Pendant ce temps, Sangha profite des frais à divers stades du développement du projet, y compris la gestion de la construction, la supervision du site, la gestion des actifs et la distribution de la propriété.
La société devrait finaliser les contrats pour la mine d’ici le 30 novembre, a déclaré Marr. La construction devrait commencer en janvier 2025 et l’exploitation devrait démarrer en avril ou mai de la même année.
Que signifie cela pour l’avenir de l’exploitation minière du bitcoin - et de l’industrie des énergies renouvelables - si Marr a raison ?
La théorie du co-fondateur de Sangha est que, à l’avenir, si les fournisseurs d’énergie du monde entier commencent à exploiter leurs propres mines de bitcoins, le marché de l’électricité connaîtra un changement radical et deviendra mondial.
“Imaginez du blé, ou du pétrole ou de l’or. … Il y a un produit physique, vous pouvez le mettre dans un conteneur d’expédition, et donc il est facile de le commercer à l’échelle internationale peu importe d’où il est extrait,” a déclaré Marr. “L’électricité n’a pas été capable de cela car sa production et sa consommation sont locales.
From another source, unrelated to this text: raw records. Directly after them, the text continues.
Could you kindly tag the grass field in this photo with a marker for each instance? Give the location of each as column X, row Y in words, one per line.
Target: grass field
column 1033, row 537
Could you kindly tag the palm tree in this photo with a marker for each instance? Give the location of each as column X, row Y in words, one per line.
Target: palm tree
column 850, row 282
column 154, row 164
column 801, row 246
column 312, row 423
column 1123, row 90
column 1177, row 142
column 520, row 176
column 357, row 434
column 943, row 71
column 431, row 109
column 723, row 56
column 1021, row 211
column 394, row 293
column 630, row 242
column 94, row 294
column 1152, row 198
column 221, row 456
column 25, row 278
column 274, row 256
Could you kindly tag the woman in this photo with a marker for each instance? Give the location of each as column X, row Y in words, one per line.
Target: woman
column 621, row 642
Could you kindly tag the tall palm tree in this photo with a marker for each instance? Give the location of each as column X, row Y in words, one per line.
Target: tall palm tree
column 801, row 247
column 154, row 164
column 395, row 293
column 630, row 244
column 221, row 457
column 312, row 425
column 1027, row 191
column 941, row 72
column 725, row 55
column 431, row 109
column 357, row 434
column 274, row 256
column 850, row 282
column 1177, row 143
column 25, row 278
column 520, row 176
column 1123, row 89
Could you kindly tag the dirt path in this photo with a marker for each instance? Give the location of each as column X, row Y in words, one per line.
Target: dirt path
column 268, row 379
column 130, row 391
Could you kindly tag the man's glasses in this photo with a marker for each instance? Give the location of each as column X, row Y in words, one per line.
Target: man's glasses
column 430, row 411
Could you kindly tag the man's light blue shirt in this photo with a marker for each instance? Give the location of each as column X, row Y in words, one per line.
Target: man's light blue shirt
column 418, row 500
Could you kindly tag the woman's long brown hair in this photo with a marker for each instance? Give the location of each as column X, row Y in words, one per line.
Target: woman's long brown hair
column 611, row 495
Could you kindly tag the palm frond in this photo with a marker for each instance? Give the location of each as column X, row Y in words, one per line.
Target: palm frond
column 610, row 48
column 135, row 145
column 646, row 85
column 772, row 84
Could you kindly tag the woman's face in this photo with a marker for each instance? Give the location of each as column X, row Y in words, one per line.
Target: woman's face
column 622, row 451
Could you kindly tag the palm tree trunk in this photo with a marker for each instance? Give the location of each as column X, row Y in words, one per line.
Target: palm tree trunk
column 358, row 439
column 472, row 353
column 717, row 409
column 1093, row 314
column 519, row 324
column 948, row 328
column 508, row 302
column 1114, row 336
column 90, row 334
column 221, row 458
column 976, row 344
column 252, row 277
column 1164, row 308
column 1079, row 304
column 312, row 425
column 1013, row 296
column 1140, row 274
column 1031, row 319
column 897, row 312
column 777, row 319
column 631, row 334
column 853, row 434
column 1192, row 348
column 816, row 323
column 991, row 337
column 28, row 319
Il n’y a pas de génération d’électron au Texas et de vente en Chine.”
Bitcoin change le jeu, selon Marr, car les mineurs ont la possibilité de transformer l’électricité locale en une marchandise numérique qui peut ensuite être échangée sur un réseau mondial. « Le marché se moque de l’endroit où un bitcoin spécifique est extrait », a déclaré Marr.
En d’autres termes, il ne s’agit pas tant de stocker de l’électricité comme dans une batterie, mais de la convertir en quelque chose de nouveau, qui a des propriétés différentes - un processus alchimique, selon Marr. Et à mesure que le réseau bitcoin se développe, les fournisseurs d’énergie prendront de plus en plus conscience de l’asymétrie entre la valeur locale et la valeur mondiale (via bitcoin) de l’électricité qu’ils génèrent.
En théorie, nous pourrions échanger de l’électricité[intercontinentally]en microsecondes, car les entreprises détermineront constamment où leur électricité est la plus appréciée", a déclaré Marr.
La revendication de Marr pourrait sembler audacieuse et futuriste, mais il est important de savoir que d’autres parties du secteur de l’énergie ont déjà trempé leurs orteils dans l’exploitation minière de bitcoins - par exemple, les compagnies pétrolières et gazières ont envisagé d’incorporer l’exploitation minière de bitcoins pour réduire le soi-disant torchage du gaz naturel depuis au moins 2019.
Alors, comment calcule-t-on le prix mondial de l’électricité? Il s’avère, selon Marr, que c’est remarquablement simple, si l’on utilise les métriques de minage de bitcoin.
« Vous pourriez le faire au niveau de la machine, au niveau de la flotte ou au niveau du réseau », a déclaré Marr. « Mais vous prenez le prix du hash [une mesure de la rentabilité de l’exploitation minière], vous le divisez par l’efficacité du mineur et vous obtenez immédiatement votre revenu par mégawatt-heure dérivé. »
Edited by Aoyon Ashraf and Nick Baker.